Adolf Hitler’s Guerrilla War at Sea: S-Boote 1939-45
The Schnellbootwaffe was created in the early 1930s, before the Second World War, in concurrence with the regenerated Kriegsmarine, and young officers, most of whom learned their craft in the old Imperial Navy, would take responsibility for the operational use of these revolutionary vessels.
Working with the naval engineers of Lürssen Shipyard, the Germans designed combat weapons that were never surpassed by their opponents. After the first series of Schnellboote were launched, constantly improved versions of these vessels would follow. The Schnellbootwaffe would achieve significant victories for the Kriegsmarine at the beginning of the war by using these vessels in high-level strategies, including a style of guerrilla warfare.
The British often call German torpedo boats E-boats, and these fast vessels were a genuine threat not only to coastal trade, but also to the movement of Allied ships after D-Day. Indeed, Admiral Rudolf Petersen's flotillas remained combat-ready until the very end, even after the balance of power was in favour of the Allies.

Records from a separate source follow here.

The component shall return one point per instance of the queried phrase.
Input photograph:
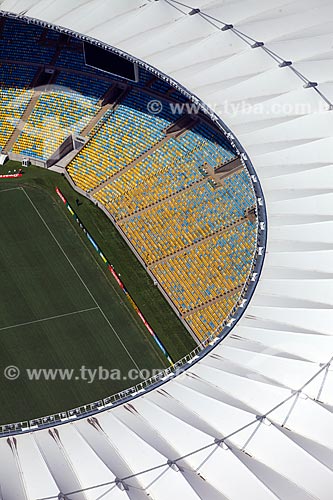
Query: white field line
(81, 279)
(48, 319)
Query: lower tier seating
(189, 217)
(208, 322)
(210, 269)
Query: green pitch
(60, 306)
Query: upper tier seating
(56, 115)
(14, 96)
(22, 43)
(129, 132)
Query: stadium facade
(253, 418)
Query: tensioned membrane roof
(253, 419)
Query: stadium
(165, 211)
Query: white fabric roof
(276, 361)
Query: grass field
(61, 308)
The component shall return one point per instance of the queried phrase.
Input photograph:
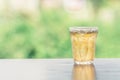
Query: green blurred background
(40, 28)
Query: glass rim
(83, 29)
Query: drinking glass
(83, 41)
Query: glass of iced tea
(83, 44)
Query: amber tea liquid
(83, 44)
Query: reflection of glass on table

Allied air bombardment of German torpedo boat bases from 1944 onwards failed to destroy the offensive potential of the Schnellboote and their crews. The Allied disaster at Lyme Bay at the end of April 1944 shows how this guerrilla war at sea was still dangerous, even at this stage of the war. The Allied invasions plans were not yet known to the Germans, but Eisenhower learned a great deal from Lyme Bay and the Schnellbootwaffe was still potentially dangerous right until the end of the war.
This book tells the fascinating story about these special people, whose pirate spirit and guerrilla style of naval combat is reminiscent of the ancient pirates and their own way of warfare.